Mit rund 10 Millionen Arztbesuchen sei 2017/2018 kein normaler Krankenhausbetrieb mehr möglich gewesen. Dennoch sei das System in der Lage gewesen, die Erkrankungs­welle zu managen, so der RKI-Präsident.

„Wir werden bei einer Infektionswelle volle Arztpraxen und Wartebereiche haben, es wird schwierig sein, die Normalversorgung aufrecht zu erhalten“, bestätigte Drosten. Doch auch dies werde nach ein paar Wochen wieder vorbei sein, sagte er.

Aus Sicht des Verbands der Krankenhausdirektoren Deutschlands (VKD) ist Deutschlands Gesundheitswesen hingegen nicht ausreichend auf eine medizinische Notlage vorberei­tet, von der viele Menschen binnen kür­zes­ter Zeit betroffen sein könnten.

„Es ist nicht nur die in jedem Jahr mehr oder weniger heftig angelaufene Grippewelle, sondern es ist die Tatsache, dass Deutschland auf eine Pandemie nicht ausreichend vor­bereitet ist“, warnte VKD-Präsident Josef Düllings.

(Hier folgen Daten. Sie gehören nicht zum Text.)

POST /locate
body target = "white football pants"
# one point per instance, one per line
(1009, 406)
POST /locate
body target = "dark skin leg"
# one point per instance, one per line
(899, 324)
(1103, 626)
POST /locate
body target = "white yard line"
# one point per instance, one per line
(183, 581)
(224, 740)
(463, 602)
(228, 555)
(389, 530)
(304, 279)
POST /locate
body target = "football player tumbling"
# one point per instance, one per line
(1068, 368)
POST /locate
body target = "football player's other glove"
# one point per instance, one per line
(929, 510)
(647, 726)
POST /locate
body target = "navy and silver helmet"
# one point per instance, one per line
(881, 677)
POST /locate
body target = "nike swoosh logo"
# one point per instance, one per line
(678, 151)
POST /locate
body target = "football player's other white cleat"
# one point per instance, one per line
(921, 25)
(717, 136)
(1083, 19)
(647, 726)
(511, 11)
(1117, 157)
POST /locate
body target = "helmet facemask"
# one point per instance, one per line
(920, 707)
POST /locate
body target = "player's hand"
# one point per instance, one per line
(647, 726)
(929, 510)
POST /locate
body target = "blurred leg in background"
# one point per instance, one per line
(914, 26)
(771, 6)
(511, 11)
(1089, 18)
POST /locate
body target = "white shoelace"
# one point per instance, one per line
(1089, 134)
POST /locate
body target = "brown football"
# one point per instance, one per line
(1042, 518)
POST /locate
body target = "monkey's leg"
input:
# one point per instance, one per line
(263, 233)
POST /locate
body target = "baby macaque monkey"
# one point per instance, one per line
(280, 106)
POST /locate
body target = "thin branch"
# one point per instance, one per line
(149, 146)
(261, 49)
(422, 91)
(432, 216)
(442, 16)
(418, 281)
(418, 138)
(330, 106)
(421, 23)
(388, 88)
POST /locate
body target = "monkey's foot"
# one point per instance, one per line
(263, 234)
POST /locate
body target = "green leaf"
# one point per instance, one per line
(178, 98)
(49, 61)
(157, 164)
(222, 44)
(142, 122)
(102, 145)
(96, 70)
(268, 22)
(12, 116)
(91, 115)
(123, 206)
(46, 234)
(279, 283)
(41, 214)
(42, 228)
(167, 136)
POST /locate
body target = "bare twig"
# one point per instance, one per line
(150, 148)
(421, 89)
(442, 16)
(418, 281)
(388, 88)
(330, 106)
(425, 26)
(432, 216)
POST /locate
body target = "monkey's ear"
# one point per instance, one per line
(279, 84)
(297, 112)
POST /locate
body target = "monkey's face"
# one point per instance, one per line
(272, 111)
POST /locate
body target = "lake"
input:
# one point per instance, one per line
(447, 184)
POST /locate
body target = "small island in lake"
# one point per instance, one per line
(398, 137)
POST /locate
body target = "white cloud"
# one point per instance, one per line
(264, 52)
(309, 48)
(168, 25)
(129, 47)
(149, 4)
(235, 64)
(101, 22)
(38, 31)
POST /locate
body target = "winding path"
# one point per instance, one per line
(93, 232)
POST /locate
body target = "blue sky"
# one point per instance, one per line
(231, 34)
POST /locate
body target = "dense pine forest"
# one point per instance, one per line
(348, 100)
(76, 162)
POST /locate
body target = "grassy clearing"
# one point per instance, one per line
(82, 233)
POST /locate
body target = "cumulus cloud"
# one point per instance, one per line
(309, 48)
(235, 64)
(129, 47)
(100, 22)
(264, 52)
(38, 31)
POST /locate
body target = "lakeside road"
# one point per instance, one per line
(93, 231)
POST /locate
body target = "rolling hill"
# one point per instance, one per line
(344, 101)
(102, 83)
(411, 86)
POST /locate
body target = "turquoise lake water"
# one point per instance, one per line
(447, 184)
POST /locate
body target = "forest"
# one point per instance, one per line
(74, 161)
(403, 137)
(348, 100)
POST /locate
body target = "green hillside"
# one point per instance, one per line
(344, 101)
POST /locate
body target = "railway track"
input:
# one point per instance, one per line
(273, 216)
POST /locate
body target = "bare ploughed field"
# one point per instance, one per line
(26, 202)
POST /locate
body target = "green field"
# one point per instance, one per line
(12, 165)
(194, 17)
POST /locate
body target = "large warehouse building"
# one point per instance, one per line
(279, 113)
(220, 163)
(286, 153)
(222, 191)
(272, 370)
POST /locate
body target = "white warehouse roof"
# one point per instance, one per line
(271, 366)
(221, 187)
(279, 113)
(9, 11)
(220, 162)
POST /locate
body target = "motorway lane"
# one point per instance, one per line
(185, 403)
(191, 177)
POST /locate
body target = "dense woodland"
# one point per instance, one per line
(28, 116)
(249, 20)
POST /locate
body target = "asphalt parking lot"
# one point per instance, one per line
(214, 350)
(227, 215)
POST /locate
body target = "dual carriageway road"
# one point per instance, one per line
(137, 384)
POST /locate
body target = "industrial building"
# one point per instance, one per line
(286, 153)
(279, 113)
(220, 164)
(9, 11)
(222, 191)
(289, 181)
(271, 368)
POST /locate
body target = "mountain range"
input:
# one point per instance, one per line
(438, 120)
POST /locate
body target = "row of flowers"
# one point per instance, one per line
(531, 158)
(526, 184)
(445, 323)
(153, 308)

Er verwies darauf, dass in den vergangenen Jahren viele Krankenhäuser immer wieder Abteilungen geschlossen und Betten reduziert hätten und damit auch Reserven für Not­situationen gekappt worden seien. Nach dem Kapazitätsabbau der vergangenen Jahre gebe es inzwischen für eine ernste Situation nicht mehr genügend Reserven.